The Scottish Premiership champions have been investigating the possibility of becoming the first British club to install designated safe standing areas - using convertible rail seating as seen at several German grounds - but have yet to be given the green light.
The club were hoping SAG would support their plans to progress but, after talks between the two parties, the advisory body has requested additional time and supplementary information before finalising their verdict.
Peter Lawwell, Celtic's chief executive, is a confirmed advocate of the safe standing model as used in the Bundesliga and, although a club statement made their dissatisfaction clear, they have pledged to meet SAG's demands in a bid to win its backing.
"Celtic Football Club is disappointed and frustrated that approval could not be given at today's meeting of the SAG to grant permission to install rail seating in Celtic Park, designed to allow safe standing by supporters," read the statement.

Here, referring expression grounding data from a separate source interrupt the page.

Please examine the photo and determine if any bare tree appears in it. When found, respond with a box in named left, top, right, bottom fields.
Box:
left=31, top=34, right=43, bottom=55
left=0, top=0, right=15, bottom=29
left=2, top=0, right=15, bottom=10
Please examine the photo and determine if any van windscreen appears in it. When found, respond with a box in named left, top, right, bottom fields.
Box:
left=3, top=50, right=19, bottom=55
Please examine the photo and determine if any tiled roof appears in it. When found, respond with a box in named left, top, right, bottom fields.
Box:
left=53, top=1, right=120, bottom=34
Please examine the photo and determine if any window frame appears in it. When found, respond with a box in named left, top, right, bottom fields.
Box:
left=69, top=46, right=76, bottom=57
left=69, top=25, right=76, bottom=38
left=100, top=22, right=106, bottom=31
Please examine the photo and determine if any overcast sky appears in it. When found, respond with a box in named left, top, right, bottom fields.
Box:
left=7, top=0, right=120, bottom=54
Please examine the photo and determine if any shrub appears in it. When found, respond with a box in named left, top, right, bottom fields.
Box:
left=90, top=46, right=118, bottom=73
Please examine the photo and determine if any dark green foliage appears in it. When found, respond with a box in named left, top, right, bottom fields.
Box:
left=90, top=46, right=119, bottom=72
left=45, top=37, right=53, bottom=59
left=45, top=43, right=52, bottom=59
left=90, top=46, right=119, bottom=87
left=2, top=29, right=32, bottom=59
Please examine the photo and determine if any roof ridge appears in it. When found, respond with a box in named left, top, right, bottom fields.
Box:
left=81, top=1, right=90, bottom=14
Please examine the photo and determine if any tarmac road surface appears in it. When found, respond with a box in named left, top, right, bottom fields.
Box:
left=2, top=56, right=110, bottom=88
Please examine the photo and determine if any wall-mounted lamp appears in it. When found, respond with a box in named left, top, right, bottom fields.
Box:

"The club has provided detailed information in support of this proposal over the past two years and has made every effort to address comprehensively all issues raised by the SAG.
"The SAG has asked for further time and information to be provided before a final decision can be made.
"The club of course will provide the additional information requested and we will undertake to do this as quickly as possible. We will then seek an early meeting of the SAG to consider progressing this matter without further delay.
"This is an important spectator safety issue. It is also an opportunity for Glasgow and for Scottish football to lead the UK in this area and it is one which Celtic will continue to pursue.
"We look forward to the next meeting taking place and hope this matter can be resolved as soon as possible."